Kathy Sheridan: Plenty of regret, sorrow and surprise but no shame
Common thread of responses to recent revelations is to attempt to minimise them
Comedian and broadcaster Al Porter described his conduct as “in keeping with my flamboyant and outrageous public persona”.
This bears repeating. No one in this State is entitled to protection from being offended. A Claire Byrne Live survey this year suggested that nearly seven in 10 of us are fine with that.
So yes, you have the right to be offensive. The Constitution imposes a couple of conditions: you may not offend against public morals for instance, but since they are mainly framed in terms of women’s reproductive choices, fear not (unless you’re a woman).
The problem for morals is their heavy dependence on their even more obscure cousin, shame. If you are incapable of shame, well, the Earth and everything that’s on it is yours, Donald.
At minimum, how can this loathsome language be anything but counterproductive, whatever the cause?
You may regard the words “bitch” and “woman” as interchangeable, as Barry Walsh, the now-ex member of Fine Gael’s executive council, has revealed. As a fellow anti-choicer, you may consider it a noble and Christian act for Walsh to tweet that a well-known woman “just couldn’t be bothered having a baby. So she had it killed.” As a pro-choice supporter, you may deem it acceptable to publicly wish someone dead because you disagree with their anti-choice views, as one such activist has done.
Not in my name. At minimum, how can this loathsome language be anything but counterproductive, whatever the cause?
You will search in vain for the word “shame” in the growing pile of quasi-mea culpas issued by alleged harassers, abusers and vomitous Twitter posters. There is an evolving formula: to apologise for the offence/or any offence; then to express surprise that anyone actually took offence; that if they took offence, sure it was all in the rumbustious rough and tumble of the gig/workplace/meeting/stairwell; and really, isn’t the public reaction a bit over the top?

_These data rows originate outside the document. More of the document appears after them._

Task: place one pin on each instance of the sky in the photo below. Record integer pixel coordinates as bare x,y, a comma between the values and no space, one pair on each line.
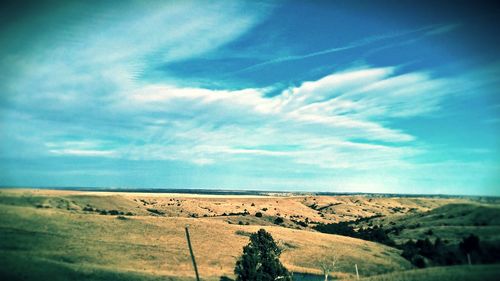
334,96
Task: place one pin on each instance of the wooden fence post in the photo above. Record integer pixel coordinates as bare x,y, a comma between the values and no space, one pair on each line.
191,252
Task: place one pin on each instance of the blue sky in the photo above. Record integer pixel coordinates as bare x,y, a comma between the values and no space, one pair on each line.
349,96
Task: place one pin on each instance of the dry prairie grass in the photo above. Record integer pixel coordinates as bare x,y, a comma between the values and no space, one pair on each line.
52,226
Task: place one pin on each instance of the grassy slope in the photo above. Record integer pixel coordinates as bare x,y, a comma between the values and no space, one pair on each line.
451,222
71,242
450,273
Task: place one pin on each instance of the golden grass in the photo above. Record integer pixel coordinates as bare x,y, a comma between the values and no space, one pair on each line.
156,245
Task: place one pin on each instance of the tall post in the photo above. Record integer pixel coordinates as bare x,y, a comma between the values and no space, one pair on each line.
192,255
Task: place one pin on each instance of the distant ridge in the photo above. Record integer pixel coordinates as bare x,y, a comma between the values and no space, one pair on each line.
207,191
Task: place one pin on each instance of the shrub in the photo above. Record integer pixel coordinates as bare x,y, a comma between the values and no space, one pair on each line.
278,220
260,260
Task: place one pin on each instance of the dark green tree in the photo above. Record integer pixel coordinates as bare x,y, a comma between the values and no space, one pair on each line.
260,260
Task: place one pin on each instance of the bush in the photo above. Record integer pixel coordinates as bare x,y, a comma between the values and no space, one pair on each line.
278,220
260,260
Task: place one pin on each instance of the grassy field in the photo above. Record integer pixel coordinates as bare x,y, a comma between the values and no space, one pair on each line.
449,273
65,233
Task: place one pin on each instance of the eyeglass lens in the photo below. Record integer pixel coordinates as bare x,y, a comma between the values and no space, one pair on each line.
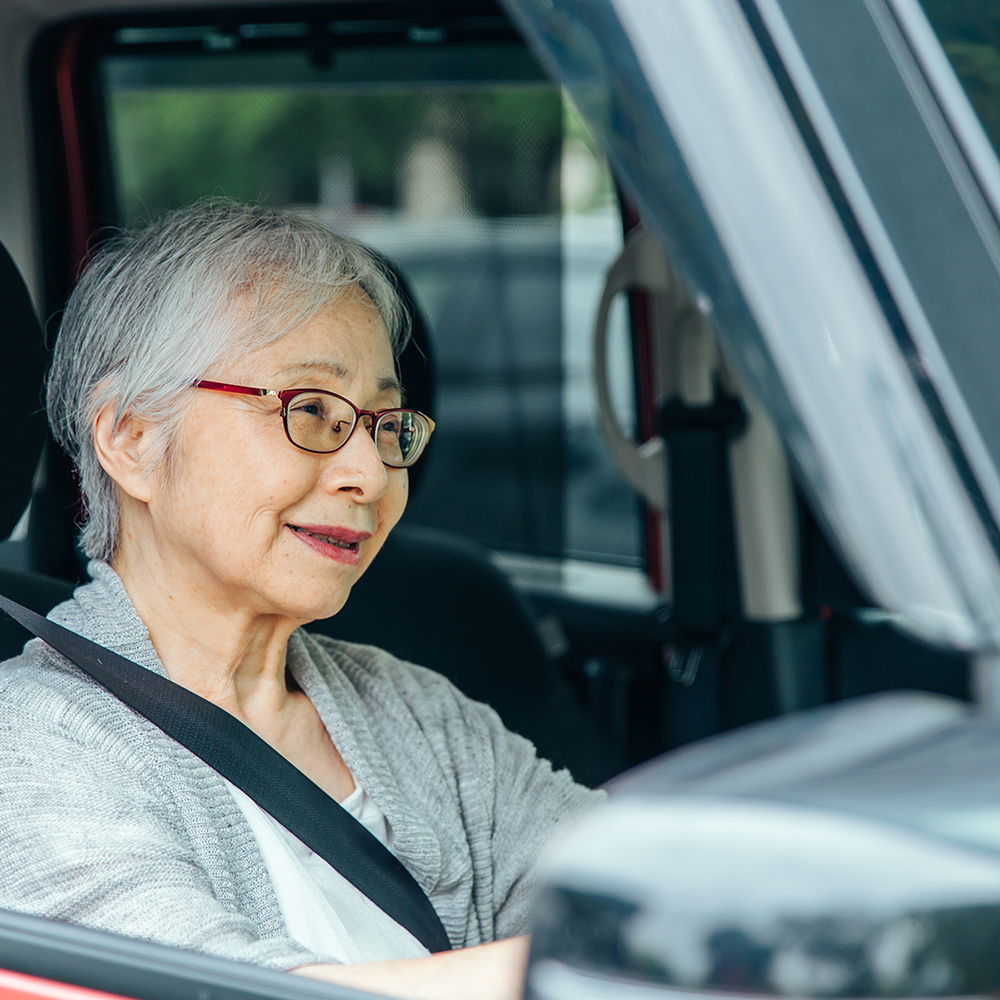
323,423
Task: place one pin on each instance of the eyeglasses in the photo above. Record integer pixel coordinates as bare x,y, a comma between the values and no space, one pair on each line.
323,422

Abusiveness inevitably comes back to entitlement of some kind. And tolerance of abusers often comes back to a fear of seeming censorious or prudish or challenging someone in your own tribe
A striking line in comedian Al Porter’s statement, following allegations of inappropriate behaviour towards men, was the one describing his conduct as “in keeping with my flamboyant and outrageous public persona”. “Outrageous”, by one dictionary definition, means “going beyond all standards of what is right or decent”. For all his obvious pride in the self-description, it’s doubtful if the 24-year-old would have landed conventional entertainment shows with mainstream broadcasters if he had been in the habit of breaching all standards of decency, so clearly he was able to keep a lid on it when required.

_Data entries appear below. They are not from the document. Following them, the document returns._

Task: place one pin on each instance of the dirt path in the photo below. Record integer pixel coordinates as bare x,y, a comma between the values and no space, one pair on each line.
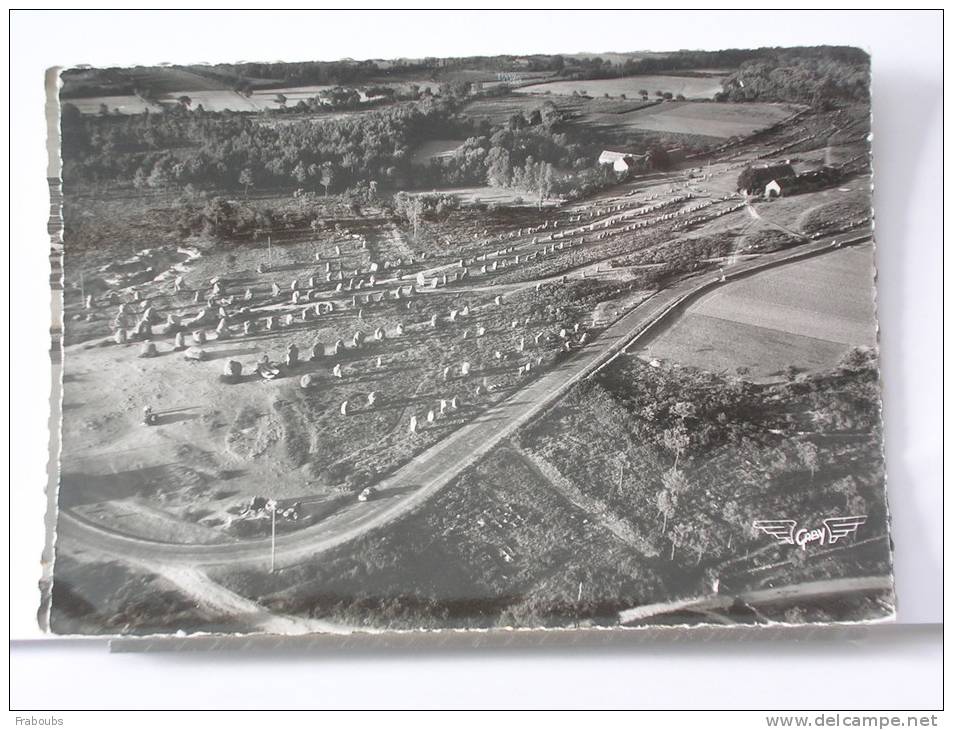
594,508
218,599
812,590
418,480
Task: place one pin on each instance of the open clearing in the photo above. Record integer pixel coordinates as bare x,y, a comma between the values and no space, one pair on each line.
805,314
708,120
692,87
435,149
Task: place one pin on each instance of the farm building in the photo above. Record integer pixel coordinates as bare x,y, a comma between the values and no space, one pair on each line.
793,184
753,180
622,161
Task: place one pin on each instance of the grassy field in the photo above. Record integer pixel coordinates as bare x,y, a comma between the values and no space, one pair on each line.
804,315
500,546
498,110
435,149
692,87
707,120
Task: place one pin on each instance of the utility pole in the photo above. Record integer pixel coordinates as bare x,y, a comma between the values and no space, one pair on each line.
273,506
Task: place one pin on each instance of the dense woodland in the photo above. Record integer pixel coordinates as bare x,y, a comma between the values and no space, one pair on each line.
539,152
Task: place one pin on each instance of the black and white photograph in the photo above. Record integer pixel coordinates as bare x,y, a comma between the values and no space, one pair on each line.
490,342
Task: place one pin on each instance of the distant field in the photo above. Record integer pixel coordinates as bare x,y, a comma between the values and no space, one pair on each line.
490,194
435,149
585,111
707,120
692,87
215,99
806,314
125,104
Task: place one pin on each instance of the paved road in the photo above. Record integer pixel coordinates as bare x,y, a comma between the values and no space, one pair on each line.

But even though his “outrageous” conduct, “may be regarded as offensive and unacceptable by many people”, as he described it, he “at no time intended to upset anyone”.
Well, of course he intended to upset people if his public persona is to be knowingly outrageous and offensive. To which his fans would reply, stay well away from his gigs then, you’ve been warned. Fair enough. But this is about more than Porter.
A stand-up comedian who blogs as Sorobotic has described gigs she has to “prepare” for, “because they involve men who have proven themselves to be sexually dangerous and predatory . . . Even at ‘safe’ gigs, there’s a strong likelihood that an act will make a rape joke, or how he would like to violate her, a ‘joke’ that demeans women and objectifies them . . . It’s so normal to them now, it’s ripe for a laugh.” The fact that male accusers are coming forward in numbers may be rendering it all less ripe for a laugh.
It’s notable that so many of the “I’m upset if I upset you but surprised” statements issued in recent weeks, have emanated from the media/entertainment/politics arena, where public personas blur into private behaviour, “the unseen problem of overlap between work and play”, as Michael Colgan put it.
Porter was careful to attach the “outrageous” label to his “public” persona only, but it’s hardly surprising that the relentless drive to be more outrageous, to be more shockingly politically incorrect on social media or at gigs where rank misogyny and abuse have been normalised, will inevitably filter into wider discourse and behaviour.
This is why Fine Gael’s Barry Walsh felt entitled to minimise his hateful posts as “political jousting. . . gone a step too far”.
Colgan’s statement made it clear that he “already knew” he was “not politically correct . . . and often sacrificed proper conduct for a punchline”.
The man who feels entitled enough to sacrifice proper conduct for a punchline will never stop out of shame. He will stop when someone more powerful delivers their own knockout punch. Abusiveness inevitably comes back to entitlement of some kind. And tolerance of abusers often comes back to a fear of seeming censorious or prudish or challenging someone in your own tribe.
On Monday, the American Nobel laureate Paul Krugman tweeted : “So, the harassment issue, while it hasn’t (yet?) become a problem for anyone I know well, is starting to hit men whose work I respect and whom I know a bit and liked. And that’s how it should be. There has to be a reckoning, and it will involve men with redeeming qualities.”